Phylum- and genus-level relative abundance of rectal samples was calculated and plotted in One Codex. Rectal samples were classified based on three enterotypes by the following criteria (49): (i) enterotype 1 (ET-B), with Bacteroides as its best indicator, (ii) enterotype 2 (ET-P), driven by Prevotella, a genus whose abundance is inversely correlated with Bacteroides, and (iii) enterotype 3 (ET-F), distinguished by an overrepresentation of Firmicutes, most prominently Ruminococcus (49).
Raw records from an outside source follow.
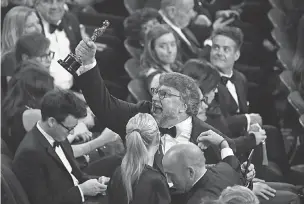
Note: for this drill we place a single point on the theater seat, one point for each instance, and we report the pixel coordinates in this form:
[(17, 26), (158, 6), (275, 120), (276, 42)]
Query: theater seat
[(133, 51), (132, 67), (297, 102), (138, 91), (11, 187)]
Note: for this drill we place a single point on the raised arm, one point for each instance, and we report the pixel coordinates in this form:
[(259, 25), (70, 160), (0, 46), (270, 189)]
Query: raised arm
[(110, 111)]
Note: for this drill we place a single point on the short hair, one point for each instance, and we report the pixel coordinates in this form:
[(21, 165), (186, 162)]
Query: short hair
[(204, 73), (186, 86), (25, 45), (238, 194), (133, 23), (233, 33), (13, 27), (61, 103)]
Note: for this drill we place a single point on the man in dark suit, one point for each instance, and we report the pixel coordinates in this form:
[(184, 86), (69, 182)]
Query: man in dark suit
[(44, 162), (232, 95), (185, 167)]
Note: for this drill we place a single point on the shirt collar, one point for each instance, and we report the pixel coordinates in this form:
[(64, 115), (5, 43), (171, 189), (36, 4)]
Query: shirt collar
[(168, 21), (184, 126), (48, 137)]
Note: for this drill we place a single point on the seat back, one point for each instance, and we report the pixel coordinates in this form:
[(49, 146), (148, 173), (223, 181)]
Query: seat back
[(12, 189), (138, 91), (132, 67), (296, 101), (133, 51)]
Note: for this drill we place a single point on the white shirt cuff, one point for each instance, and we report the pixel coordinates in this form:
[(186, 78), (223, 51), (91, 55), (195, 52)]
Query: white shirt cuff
[(225, 152), (248, 121), (86, 68), (81, 193), (208, 42)]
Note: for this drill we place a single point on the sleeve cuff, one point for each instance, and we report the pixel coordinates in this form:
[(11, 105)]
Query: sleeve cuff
[(86, 68), (225, 152), (248, 121), (81, 193)]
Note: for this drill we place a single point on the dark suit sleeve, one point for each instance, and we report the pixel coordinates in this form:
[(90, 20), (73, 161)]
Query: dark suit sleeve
[(110, 111), (31, 175), (155, 192)]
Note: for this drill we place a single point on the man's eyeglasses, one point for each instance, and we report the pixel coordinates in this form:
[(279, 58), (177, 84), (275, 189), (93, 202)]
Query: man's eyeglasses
[(162, 94), (69, 129), (49, 55)]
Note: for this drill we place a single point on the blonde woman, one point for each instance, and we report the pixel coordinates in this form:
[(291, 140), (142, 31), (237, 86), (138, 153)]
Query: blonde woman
[(161, 54), (18, 21), (136, 181)]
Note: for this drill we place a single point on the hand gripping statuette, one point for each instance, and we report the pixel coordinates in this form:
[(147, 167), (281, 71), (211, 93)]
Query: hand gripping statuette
[(72, 62)]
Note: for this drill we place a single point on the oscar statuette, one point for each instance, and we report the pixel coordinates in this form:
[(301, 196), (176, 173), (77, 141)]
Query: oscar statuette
[(72, 62)]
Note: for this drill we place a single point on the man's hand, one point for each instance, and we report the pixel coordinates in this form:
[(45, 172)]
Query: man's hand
[(226, 13), (263, 190), (92, 187), (255, 118), (251, 171), (205, 139), (220, 23), (86, 50)]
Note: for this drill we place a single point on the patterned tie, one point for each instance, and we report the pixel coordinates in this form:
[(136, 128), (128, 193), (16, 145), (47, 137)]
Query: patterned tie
[(169, 131)]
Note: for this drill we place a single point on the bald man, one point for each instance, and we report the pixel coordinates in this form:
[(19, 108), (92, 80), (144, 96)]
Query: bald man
[(184, 165)]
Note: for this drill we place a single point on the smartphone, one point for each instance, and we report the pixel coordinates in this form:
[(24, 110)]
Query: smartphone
[(248, 162)]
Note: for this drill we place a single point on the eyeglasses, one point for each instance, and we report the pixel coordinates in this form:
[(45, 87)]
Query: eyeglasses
[(69, 129), (49, 55), (161, 93)]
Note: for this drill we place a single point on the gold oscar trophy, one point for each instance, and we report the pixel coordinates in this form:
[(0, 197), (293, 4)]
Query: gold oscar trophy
[(72, 62)]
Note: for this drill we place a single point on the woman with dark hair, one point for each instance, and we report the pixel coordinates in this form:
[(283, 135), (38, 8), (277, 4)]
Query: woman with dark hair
[(26, 88), (136, 181), (161, 54)]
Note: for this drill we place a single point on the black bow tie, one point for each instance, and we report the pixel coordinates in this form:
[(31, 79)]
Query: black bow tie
[(169, 131), (56, 144), (54, 27), (224, 79)]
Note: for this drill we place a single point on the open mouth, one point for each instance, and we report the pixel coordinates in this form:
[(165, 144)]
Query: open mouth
[(156, 109)]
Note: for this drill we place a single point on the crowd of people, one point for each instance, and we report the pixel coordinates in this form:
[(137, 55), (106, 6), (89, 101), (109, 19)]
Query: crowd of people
[(210, 133)]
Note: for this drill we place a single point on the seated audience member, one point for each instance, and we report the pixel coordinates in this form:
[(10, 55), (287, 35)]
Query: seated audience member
[(44, 162), (161, 54), (185, 167), (19, 20), (21, 110), (238, 194), (138, 24), (26, 89), (232, 98), (40, 52), (208, 79), (136, 181)]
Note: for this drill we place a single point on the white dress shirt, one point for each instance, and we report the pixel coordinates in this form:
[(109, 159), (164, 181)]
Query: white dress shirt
[(231, 88), (62, 157), (60, 44)]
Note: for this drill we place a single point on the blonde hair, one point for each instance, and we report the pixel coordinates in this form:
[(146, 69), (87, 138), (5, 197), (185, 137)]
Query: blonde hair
[(13, 27), (238, 194), (142, 133)]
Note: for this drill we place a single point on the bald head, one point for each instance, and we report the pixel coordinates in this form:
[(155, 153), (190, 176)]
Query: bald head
[(185, 154)]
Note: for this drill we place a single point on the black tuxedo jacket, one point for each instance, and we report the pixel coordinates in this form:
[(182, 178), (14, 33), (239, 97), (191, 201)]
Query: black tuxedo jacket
[(115, 114), (70, 26), (43, 175), (237, 121), (216, 179)]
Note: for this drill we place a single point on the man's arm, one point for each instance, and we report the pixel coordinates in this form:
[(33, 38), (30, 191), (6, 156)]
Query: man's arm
[(110, 111), (31, 175)]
Statistical analysis and visualization.

Relative abundance of the top 28 species predicted by One Codex in the combined C. trachomatis-positive and C. trachomatis-negative samples for each site was compared using the one-sample Wilcoxon test and visualized using R software (88) and the ggplot2 package (v3.3.3) (89). The Shannon and Simpson index alpha-diversity was calculated in One Codex, and the Wilcoxon rank sum test was used to compare C. trachomatis-positive and -negative samples for each anatomic site. To visualize distances between samples, we used PCoA plots based on taxa at species rank and PCoA plots based on the beta-diversity metric Bray-Curtis dissimilarity, Manhattan distance, Jaccard distance, weighted UniFrac, and unweighted UniFrac. Bray-Curtis dissimilarity plot was chosen and plotted for samples from all three sites in One Codex. Heatmaps of the average species abundance (Spearman and Bray-Curtis) were plotted in Nephele. Wilcoxon rank sum test was used on pathway abundance files generated from HUMAnN2 v3.0 to compare C. trachomatis-positive and -negative samples for each anatomical site using the custom script Pathway_statistics.RMD. The average abundances of the top 50 functional pathways were plotted using Nephele.

Data availability.

The human read-removed FASTQ files were submitted to the SRA under the BioProject accession number PRJNA826539.